Data Pipeline & Persistence Design
Overview
This document captures the design decisions made for the data ingestion pipeline, persistence strategy, and the boundary between the synchorinisation and analysis subsystems.
Notes: The analysis subsystem and ingestion layer will be documented in detail in subsequent documents.
System Decomposition
The system could be divided into two separated subsystems with distinct responsibilities:
| Subsystem | Responsibility |
|---|---|
| Synchronisation | Fetch raw data, parse it, and persist into DB |
| Analysis | Execute queries, render charts, compose dashboards and reports |
The synchronisation subsystem produces tables in DB, while the analysis subsystem consumes them.
Synchronisation Subsytem
Design Principle
New data types, e.g. finance, health, etc., require a new adapter. The role of this adapter is to persist raw input from a specified datasource to a specific table in DB. Keep in mind, the adapter does not handle how to fetch data from datasouce, since this is the responsibility of a separated layer.
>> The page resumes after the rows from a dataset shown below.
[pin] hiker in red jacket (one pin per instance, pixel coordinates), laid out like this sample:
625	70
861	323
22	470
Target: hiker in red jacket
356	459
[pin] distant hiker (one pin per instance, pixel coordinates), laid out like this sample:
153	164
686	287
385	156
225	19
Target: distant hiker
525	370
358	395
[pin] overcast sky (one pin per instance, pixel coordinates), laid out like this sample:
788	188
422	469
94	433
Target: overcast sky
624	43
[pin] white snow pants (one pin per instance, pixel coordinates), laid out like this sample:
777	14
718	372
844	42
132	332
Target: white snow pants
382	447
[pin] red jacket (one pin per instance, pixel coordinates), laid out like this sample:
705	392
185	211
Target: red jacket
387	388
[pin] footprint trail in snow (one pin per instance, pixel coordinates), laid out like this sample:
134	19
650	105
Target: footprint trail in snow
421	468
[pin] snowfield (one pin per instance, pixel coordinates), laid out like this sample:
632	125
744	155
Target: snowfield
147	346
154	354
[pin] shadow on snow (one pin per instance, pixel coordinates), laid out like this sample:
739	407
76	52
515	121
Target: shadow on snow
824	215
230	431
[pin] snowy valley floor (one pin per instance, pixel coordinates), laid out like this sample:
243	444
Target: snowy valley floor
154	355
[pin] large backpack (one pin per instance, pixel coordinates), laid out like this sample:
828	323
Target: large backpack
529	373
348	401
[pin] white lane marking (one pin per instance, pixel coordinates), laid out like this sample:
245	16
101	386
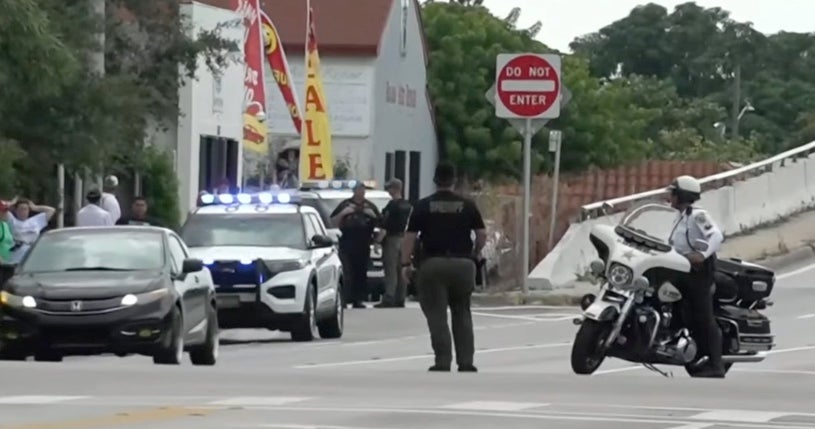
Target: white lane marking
775	371
518	415
745	416
37	399
532	318
427	356
790	350
494	406
616	370
269	401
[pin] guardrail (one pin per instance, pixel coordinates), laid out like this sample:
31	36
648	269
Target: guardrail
615	205
740	199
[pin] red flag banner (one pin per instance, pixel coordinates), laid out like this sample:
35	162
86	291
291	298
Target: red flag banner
280	68
254	131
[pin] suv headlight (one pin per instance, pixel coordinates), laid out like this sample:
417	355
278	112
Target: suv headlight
292	265
12	300
619	275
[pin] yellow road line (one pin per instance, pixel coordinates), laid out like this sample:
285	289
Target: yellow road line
119	419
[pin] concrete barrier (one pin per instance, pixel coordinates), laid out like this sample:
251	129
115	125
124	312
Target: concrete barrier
740	200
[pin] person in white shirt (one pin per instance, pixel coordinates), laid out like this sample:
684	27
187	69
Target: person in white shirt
26	228
93	214
109	201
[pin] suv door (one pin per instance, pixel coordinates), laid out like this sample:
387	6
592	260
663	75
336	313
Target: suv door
191	287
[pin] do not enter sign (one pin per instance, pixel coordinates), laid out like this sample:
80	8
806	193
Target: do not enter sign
527	86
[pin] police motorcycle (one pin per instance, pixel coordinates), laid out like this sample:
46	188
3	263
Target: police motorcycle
639	316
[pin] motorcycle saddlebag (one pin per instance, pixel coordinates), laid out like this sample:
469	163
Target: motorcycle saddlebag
754	282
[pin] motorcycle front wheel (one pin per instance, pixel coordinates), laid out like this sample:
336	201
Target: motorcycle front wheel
587	350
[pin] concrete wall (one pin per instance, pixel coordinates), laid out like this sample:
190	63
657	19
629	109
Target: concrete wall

While the alternative, which is allowing runtime-defined transformation logic such as user-supplied SQL expressions evaluated during ingestion, offers better flexibility when integrating with new data types, but introduces an unacceptable security surface.
Adapter Contract
Each adapter takes a raw input, transform this data, and persist to DB. That means, an adapter is composed of two parts:
- Mapper: maps the raw input into a specified domain record
- Repository: handles the interaction between the application and the DB
Analysis Subsystem
Design Principles
The analysis subsystem is modelled on three principles: SQL-first, query-centric, and decoupled from ingestion concerns. User interact with DB tables directly through the UI by writing queries, defining transformation views, configuring charts, and composing dashboards.